Filipe Nyusi considers pension payments to Renamo guerrillas "a bill for sustainable peace"

Filipe Nyusi considera pagamento de pensões aos guerrilheiros da Renamo “factura para uma paz sustentável”

The President of the Republic, Filipe Nyusi, said today that a future pension program for the former guerrillas of the Mozambican National Resistance (Renamo), the main opposition party, is "the bill" that the country must pay for "sustainable peace".

"The peace bill must be sustained, we have been working to mobilize more support from our partners," to find solutions that make it possible to pay pensions to former Renamo guerrillas, Nyusi said.

The Mozambican head of state was speaking at the conference "Silencing the Guns in Africa in 2030", held in Addis Ababa, the Ethiopian capital, by the UK's Royal Institute of International Affairs (Chatham House).

Quoted by Lusa, the President of the Republic pointed out that there is a consensus in the country that the 5,221 armed men of the main opposition party, of whom more than 91% have already been demobilized, should have a source of support, receiving pensions, despite not having paid into the social security system.

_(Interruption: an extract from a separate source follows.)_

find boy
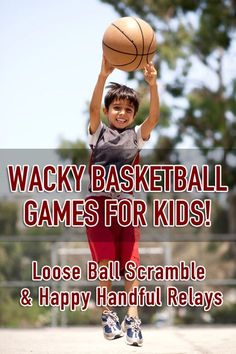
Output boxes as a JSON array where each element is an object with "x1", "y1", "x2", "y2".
[{"x1": 86, "y1": 56, "x2": 159, "y2": 346}]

Filipe Nyusi said that the Mozambican state is working with international partners to finance the first five years of benefit payments to the former guerrillas, so that the Mozambican authorities can later assume this responsibility.

The transfer of a monthly payment is one stage in the process of reintegration and reconciliation with the former guerrillas, which will follow the conclusion of the disarmament and demobilization currently underway, Nyusi continued.

"We are working to close the last Renamo base this year and focus our action on the process of reintegration and national reconciliation, including the institutionalization of pensions," he said.

Filipe Nyusi noted that progress in the implementation of Renamo's Disarmament, Demobilization and Reintegration (DDR) process is the result of honest dialogue and trust between the leaderships of the two parties, through a methodology that he described as "ownership by Mozambicans of the negotiation process".

The director of Chatham House's Africa Program, Alex Vines, pointed to Filipe Nyusi's pragmatism as one of the keys to the progress made in the peace process with Renamo.

"The President is an engineer by training and looks for solutions to problems," he said.

This realistic approach, he continued, led Filipe Nyusi to favor direct contacts with the Renamo leadership and to bet on more effective solutions.

Of the 5,221 armed men of the main opposition party, around 4,700 have already been demobilized, some of whom have been incorporated into the Mozambican Defence and Security Forces, with the last of the movement's main bases still to be closed.

Last week, Renamo called the closure of the last base of the party's armed wing "an unknown", following the alleged murder of a former military chief of the organization.

"This is beginning to be an unknown: they are murdering our demobilized members," said José Manteigas, the party's spokesman, during a press conference in Maputo, where he denounced the alleged murder of a delegate and demobilized member in the center of the country.

On the other hand, the main opposition party considered the payment of pensions to its men to be essential for a definitive peace in the country.